Pictorial charts are favored for their memorability and visual appeal, offering a more engaging alternative to basic charts. However, their creation can be complex and time-consuming due to the lack of native support in popular visualization tools like Tableau. While AI-generated content (AIGC) tools have lowered the barrier to creating pictorial charts, they often lack precise design control. To address this issue, we introduce ChartEditor, a human-AI paired tool that transforms basic charts into pictorial versions based on user intent. ChartEditor decomposes chart images into visual components and organizes them within a hierarchical tree. Based on this tree, users can express their intent in natural language, which is then translated into modifications to the hierarchy. In addition, users can directly interact with and modify specific chart components via an intuitive interface to achieve fine-grained design control. A user study demonstrates the effectiveness and usability of ChartEditor in simplifying the creation of pictorial charts.
Paper Structure (28 sections, 8 figures, 2 tables)

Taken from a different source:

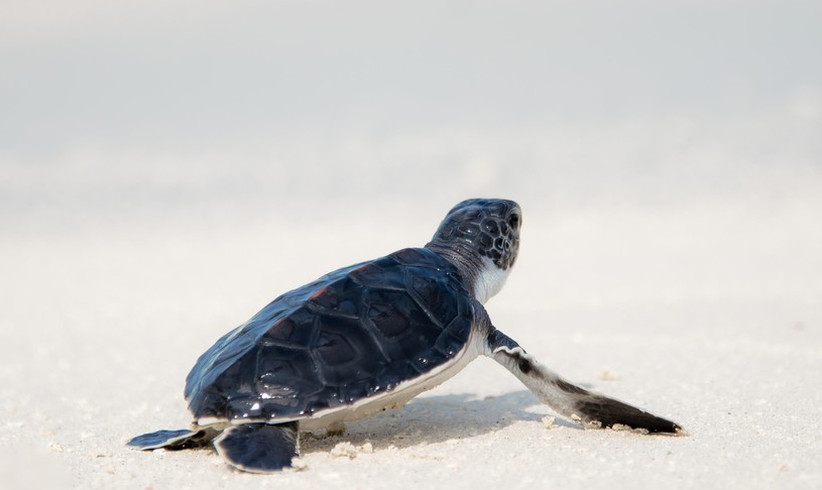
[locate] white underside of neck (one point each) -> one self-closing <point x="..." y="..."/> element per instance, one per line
<point x="490" y="281"/>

This paper contains 28 sections, 8 figures, 2 tables.

Figures (8)

  • Figure 1: Comparison of Pictorial Chart Generation Methods. (a) Manual creation with Adobe Illustrator requires extensive collaboration and iterative revisions to produce high-quality charts. (b) AI-generated methods offer quick and visually appealing charts but distort the original data. (c) $\mathsf{ChartEditor}$ balances automation and user control, enabling efficient, accurate, and customizable chart generation.
  • Figure 2: $\mathsf{ChartEditor}$ transforms a basic chart into its pictorial version in three steps. (1) Chart Decomposition: The input chart is broken down into fundamental visual elements, organized within a hierarchical "Chart Tree" to enable structured editing. (2) Automatic Generation: Users provide prompts, and AI generates contextually relevant pictorial elements, such as icons and background elements, that integrate with the basic chart structure. (3) Interactive Refinement: Users refine the chart by directly modifying components within the Chart Tree or the chart image itself, ensuring precise adjustments and maintaining data integrity. The highlighted parts in the Chart Tree indicate components that have been identified or modified during the respective step.
  • Figure 3: An illustrative example of how the chart tree facilitates the creation of pictorial charts. The first layer (white) represents the decomposition of the chart into its components. The second layer (pink) illustrates the replacement of these components during the auto-generation phase with icons or images imbued with semantic information. Finally, the components are recombined to create the final pictorial chart.
  • Figure 4: Common design patterns when applying pictorial objects to marks and axes in bar charts, pie charts, and line charts.
  • Figure 5: Comparison of chart segmentation results between Semantic-SAM li2023semantic and our method. (a) Shows the original basic charts, (b) Displays the segmentation results from Semantic-SAM, and (c) Illustrates the segmentation results from our approach, highlighting improvements in identifying and labeling key chart elements.